What is your dev environment by the way -- Are you able to share which cloud instance/provider etc you are using (or if you are using a local device)?

adamjstewart commented 1 year ago

This is using GitHub Actions, see here for the configuration.

alex-treebeard commented 1 year ago

Sorry for context: I’m wondering how this all runs on your interactive dev environment to get a sense of how the ci agent differs (which is the root of the challenge here IMO)

On Tue, 21 Mar 2023 at 15:34, Adam J. Stewart @.***> wrote:

This is using GitHub Actions, see here https://github.com/microsoft/torchgeo/blob/main/.github/workflows/tutorials.yaml for the configuration.

— Reply to this email directly, view it on GitHub https://github.com/treebeardtech/nbmake/issues/80#issuecomment-1478057926, or unsubscribe https://github.com/notifications/unsubscribe-auth/ANZJM7OZRBDCR4Y44XB2663W5HDB7ANCNFSM6AAAAAAQEB25TE . You are receiving this because you commented.Message ID: @.***>

-- Alex Remedios

adamjstewart commented 1 year ago

Ah, yes, when I run it locally on my laptop (macOS 10.15.7 x86_64 or macOS 13.2.1 arm64) everything works fine. All dependencies are installed via the Spack package manager.

alex-treebeard commented 1 year ago

I see. Likely you have 2-8x the hardware resources as the github actions agent.

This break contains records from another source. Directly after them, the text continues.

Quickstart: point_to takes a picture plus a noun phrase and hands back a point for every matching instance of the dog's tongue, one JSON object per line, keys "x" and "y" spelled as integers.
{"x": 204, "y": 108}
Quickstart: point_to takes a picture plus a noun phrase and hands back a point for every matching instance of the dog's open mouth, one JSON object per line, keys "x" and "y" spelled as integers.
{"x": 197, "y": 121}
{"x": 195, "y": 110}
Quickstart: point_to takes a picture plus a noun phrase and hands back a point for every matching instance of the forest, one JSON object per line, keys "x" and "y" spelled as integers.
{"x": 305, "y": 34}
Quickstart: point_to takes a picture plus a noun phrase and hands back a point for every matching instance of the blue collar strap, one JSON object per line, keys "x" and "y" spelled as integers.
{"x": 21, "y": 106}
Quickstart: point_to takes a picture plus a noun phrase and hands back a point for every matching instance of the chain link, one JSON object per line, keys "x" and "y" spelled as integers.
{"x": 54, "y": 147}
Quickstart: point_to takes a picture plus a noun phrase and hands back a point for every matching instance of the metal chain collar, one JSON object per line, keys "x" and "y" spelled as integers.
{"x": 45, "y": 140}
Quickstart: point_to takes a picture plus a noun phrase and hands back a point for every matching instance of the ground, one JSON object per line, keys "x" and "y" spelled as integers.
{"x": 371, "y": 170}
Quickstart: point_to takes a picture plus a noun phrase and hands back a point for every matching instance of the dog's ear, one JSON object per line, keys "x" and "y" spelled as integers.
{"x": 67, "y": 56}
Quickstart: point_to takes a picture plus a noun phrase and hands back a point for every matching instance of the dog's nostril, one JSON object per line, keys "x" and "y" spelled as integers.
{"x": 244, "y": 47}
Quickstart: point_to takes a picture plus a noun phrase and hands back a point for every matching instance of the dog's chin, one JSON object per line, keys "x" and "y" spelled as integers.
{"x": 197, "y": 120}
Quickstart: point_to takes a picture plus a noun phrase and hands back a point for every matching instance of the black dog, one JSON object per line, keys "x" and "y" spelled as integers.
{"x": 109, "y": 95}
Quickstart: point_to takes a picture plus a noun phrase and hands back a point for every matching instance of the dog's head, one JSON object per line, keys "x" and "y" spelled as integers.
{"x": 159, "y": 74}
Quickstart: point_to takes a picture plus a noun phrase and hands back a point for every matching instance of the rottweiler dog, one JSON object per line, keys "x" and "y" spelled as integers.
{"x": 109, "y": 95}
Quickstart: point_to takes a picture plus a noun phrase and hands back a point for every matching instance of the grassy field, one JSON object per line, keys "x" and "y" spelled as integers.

It would be interesting to try tunneling into the agent and debugging interactively with the CLI. These docs are quite helpful: https://code.visualstudio.com/docs/remote/tunnels

Here's a workflow file that lets you open in vscode:

do not do this in a public repo for security reasons

name: code

on:
  push:
jobs:
  code:
    runs-on: ubuntu-latest
    steps:
    - uses: actions/checkout@v2
    - run: |
        set -x
        set -e -u -o pipefail
        curl -Lk 'https://code.visualstudio.com/sha/download?build=stable&os=cli-alpine-x64' --output vscode_cli.tar.gz
        tar -xf vscode_cli.tar.gz
        ./code tunnel --accept-server-license-terms --no-sleep
adamjstewart commented 1 year ago

Oh for sure, my laptop is much more powerful. But I think our notebooks are using a very small amount of resources now, although it's hard to be sure. Hopefully a better error message will reveal what's really going on. If there was an OOM or hard drive full error that would make things obvious.

adamjstewart commented 12 months ago

We got things working for a while by rerunning the tests up to 10x until they passed, but that no longer seems to be working. See https://github.com/microsoft/torchgeo/pull/1521 for the newest error messages. As far as I know, nothing changed about the available GitHub runners. And the failing tutorial hasn't changed in years. Did anything change in nbmake? Any debugging suggestions?

adamjstewart commented 11 months ago

I think the issue was with one of our tutorials. Once we removed that tutorial in https://github.com/microsoft/torchgeo/pull/1521 everything passes without needing any reruns! I'll close this for now because I never liked that tutorial anyway, but I'll reopen if something similar happens again in the future.